As barreiras que impedem as organizações entrevistadas pelo CGI.br de explorar todas as potencialidades comunicativas, de articulação e, inclusive, de sustentabilidade institucional ofertadas pela internet são, guardadas as devidas proporções, sentidas pelos cidadãos comuns. Essa ressalva é útil pelo contexto das novas militâncias, as quais se organizam por meio da união de indivíduos que se autorrepresentam quando se reconhecem em uma causa, sem a mediação de instituições. Só pelas clivagens de classe, as quais se ressaltam na distribuição dos domicílios conectados no Brasil, já temos uma dimensão do desafio para o uso concertado e estratégico das novas mídias para assegurar o direito à comunicação e realizar uma incidência política na internet. Em 2016, segundo o CGI.br, 54% dos domicílios brasileiros estavam conectados à internet, um crescimento de 3% em relação ao ano anterior.
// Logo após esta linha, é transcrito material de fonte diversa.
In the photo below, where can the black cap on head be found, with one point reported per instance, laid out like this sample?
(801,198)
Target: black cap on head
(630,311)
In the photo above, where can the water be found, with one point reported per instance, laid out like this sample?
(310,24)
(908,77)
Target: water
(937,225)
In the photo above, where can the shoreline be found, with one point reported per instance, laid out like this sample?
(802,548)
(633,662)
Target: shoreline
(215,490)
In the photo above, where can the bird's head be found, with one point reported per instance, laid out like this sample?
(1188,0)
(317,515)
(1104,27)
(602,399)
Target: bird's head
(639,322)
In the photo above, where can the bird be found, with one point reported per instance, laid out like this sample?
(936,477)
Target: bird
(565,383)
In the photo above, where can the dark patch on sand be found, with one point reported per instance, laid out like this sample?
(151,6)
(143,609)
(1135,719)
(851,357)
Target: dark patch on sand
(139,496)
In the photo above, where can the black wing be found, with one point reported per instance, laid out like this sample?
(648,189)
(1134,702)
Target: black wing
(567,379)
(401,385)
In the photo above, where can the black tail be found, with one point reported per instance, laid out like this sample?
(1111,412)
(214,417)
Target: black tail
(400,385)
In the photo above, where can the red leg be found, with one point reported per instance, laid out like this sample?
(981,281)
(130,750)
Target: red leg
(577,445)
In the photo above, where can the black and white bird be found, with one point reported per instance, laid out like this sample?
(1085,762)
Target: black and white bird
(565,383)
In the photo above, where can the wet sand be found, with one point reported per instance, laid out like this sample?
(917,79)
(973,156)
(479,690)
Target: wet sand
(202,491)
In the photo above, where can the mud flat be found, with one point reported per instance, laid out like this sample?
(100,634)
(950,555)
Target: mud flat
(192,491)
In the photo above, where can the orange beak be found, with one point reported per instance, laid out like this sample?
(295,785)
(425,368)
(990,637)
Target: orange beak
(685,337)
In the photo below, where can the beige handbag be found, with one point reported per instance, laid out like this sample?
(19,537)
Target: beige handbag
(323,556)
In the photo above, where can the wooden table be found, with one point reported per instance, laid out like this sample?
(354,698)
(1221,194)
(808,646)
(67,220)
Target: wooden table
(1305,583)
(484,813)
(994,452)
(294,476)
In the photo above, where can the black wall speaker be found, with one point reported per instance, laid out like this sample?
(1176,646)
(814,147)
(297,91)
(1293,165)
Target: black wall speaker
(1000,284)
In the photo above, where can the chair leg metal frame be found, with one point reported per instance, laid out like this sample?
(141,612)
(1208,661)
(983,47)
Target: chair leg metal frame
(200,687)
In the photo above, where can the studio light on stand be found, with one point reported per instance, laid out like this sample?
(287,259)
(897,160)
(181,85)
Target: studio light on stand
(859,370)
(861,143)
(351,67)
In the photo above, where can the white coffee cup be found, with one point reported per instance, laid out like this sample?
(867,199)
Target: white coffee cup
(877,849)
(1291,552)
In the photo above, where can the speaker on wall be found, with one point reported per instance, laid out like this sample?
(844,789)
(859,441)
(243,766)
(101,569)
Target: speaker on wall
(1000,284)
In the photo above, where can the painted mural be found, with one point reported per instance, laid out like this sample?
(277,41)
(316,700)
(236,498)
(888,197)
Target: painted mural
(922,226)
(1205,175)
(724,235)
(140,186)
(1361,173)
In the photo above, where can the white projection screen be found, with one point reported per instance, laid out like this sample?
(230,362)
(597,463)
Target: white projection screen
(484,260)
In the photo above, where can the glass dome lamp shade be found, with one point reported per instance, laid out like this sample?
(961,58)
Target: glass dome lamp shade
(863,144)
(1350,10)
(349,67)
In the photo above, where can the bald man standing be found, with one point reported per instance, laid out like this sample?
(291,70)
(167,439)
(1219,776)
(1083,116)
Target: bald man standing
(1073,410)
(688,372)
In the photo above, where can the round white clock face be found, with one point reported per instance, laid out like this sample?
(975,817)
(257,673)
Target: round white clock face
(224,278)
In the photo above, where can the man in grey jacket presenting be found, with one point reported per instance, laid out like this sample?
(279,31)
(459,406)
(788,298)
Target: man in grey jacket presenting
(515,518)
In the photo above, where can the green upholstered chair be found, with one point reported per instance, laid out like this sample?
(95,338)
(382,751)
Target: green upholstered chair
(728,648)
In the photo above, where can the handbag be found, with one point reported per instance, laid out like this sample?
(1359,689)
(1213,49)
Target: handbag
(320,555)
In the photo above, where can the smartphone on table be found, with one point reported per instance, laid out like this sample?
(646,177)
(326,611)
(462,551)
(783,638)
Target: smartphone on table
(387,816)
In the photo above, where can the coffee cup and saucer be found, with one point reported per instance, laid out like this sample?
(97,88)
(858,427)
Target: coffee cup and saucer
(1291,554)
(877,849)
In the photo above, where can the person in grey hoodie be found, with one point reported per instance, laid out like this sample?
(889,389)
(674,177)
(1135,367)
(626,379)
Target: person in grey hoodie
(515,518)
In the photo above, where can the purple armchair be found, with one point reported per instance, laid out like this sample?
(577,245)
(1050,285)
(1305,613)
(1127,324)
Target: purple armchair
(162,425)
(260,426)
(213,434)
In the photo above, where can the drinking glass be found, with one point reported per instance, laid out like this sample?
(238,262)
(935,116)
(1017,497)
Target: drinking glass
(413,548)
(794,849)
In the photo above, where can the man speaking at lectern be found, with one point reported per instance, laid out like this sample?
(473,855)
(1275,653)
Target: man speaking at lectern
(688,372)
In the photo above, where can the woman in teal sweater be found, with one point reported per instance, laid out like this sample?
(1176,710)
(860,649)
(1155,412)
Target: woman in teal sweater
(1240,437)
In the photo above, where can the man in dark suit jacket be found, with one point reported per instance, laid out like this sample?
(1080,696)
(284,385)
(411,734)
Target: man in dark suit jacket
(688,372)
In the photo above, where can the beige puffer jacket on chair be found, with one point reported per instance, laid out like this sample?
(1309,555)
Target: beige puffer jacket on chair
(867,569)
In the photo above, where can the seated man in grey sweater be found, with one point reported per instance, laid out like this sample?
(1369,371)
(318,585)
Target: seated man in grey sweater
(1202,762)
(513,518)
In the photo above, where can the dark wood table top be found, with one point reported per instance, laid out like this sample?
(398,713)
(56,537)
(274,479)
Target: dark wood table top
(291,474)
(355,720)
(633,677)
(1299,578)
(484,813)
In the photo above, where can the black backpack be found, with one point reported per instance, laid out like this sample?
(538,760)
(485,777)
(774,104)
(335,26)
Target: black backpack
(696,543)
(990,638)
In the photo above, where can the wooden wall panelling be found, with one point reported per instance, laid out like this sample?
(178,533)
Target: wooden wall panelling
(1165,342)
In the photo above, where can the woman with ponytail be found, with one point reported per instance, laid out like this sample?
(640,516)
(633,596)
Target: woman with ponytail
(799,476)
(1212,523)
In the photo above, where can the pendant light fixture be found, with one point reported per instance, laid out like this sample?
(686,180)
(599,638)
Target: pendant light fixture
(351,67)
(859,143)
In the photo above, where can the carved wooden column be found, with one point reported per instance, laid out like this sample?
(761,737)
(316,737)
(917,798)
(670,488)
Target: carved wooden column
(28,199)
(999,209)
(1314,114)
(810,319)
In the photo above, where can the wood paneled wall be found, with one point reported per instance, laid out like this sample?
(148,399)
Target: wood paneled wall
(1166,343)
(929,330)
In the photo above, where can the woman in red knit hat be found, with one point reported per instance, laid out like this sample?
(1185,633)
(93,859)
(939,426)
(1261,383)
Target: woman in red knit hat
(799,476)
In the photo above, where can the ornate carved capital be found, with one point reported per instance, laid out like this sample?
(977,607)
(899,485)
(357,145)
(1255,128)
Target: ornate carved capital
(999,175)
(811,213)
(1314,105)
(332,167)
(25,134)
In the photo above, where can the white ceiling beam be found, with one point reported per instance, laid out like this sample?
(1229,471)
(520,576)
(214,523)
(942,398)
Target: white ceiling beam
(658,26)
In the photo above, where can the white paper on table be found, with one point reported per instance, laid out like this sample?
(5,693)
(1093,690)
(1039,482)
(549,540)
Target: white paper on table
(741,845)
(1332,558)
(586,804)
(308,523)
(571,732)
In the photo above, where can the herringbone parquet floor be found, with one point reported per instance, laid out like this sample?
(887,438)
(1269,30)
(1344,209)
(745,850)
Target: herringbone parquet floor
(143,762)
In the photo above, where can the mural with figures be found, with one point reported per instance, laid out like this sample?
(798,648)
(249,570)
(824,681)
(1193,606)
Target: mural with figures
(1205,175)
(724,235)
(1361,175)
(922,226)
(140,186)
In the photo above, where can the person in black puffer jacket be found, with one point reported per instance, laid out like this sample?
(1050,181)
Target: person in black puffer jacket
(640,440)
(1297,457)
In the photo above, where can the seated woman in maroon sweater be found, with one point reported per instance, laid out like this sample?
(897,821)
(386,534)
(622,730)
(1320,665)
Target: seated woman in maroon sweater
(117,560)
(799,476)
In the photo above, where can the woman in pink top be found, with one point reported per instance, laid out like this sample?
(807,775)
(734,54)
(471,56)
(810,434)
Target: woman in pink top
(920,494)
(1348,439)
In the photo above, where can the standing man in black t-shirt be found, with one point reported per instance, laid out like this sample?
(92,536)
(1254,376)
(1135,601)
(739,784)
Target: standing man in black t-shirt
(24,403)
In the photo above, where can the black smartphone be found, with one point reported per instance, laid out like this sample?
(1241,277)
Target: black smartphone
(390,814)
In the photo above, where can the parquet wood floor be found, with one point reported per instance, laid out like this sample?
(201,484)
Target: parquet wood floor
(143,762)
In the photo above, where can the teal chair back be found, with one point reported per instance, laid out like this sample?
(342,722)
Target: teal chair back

Em áreas urbanas, apenas 23% dos domicílios classificados como D ou E estavam conectados; já nas classes A e B, 98% e 91%, respectivamente, das casas tinham acesso à rede de computadores.

O jornalista Lee Fang, em reportagem publicada no The Intercept (11 ago. 2017), destaca os investimentos de organizações estatais e privadas norte-americanas para financiar movimentos de direita na América Latina, os quais lançam verdadeiras cruzadas persecutórias a figuras e ideais associados às esquerdas, nas redes sociais (principal porta de acesso à internet de boa parte da população brasileira), na mídia tradicional e nas ruas. A incitação à polarização e aos discursos de ódio tem sido ferramenta de afastamento dos cidadãos da política e de aprofundamento do neoliberalismo no Estado e na cultura política.

Falar de incidência política na atualidade é abordar as ruas e as redes virtuais como espaços de disputa. Uma vez que essa sociedade em rede tem em sua centralidade processos de comunicação, não tomá-los como arenas de ação diminui o alcance e a força dos movimentos. Em tempos de ódio às vozes que se levantam em prol da democracia e da ruptura com os sistemas de segregação social, a resistência ao silenciamento imposto pelas estruturas de poder hegemônicas, o qual representa a morte simbólica desses segmentos, passa pela capacidade (e possibilidade) de produção discursiva e vocalização das lutas por seus sujeitos.

Como o campo da comunicação foi expandido com o advento da rede mundial de computadores, é imprescindível incorporá-lo na cotidianidade dos movimentos sociais, sem que isso signifique abandonar a disputa pelo terreno das mídias tradicionais, boa parte delas concessões públicas e com larga penetração na sociedade. Para as esquerdas latino-americanas, em especial do Brasil, está posto um novo desafio: abarcar em definitivo a comunicação como objeto de luta e campo constituidor de outros direitos.

 

*Nataly Queiroz é jornalista, professora universitária e doutora em Comunicação Social pela Universidade Federal de Pernambuco.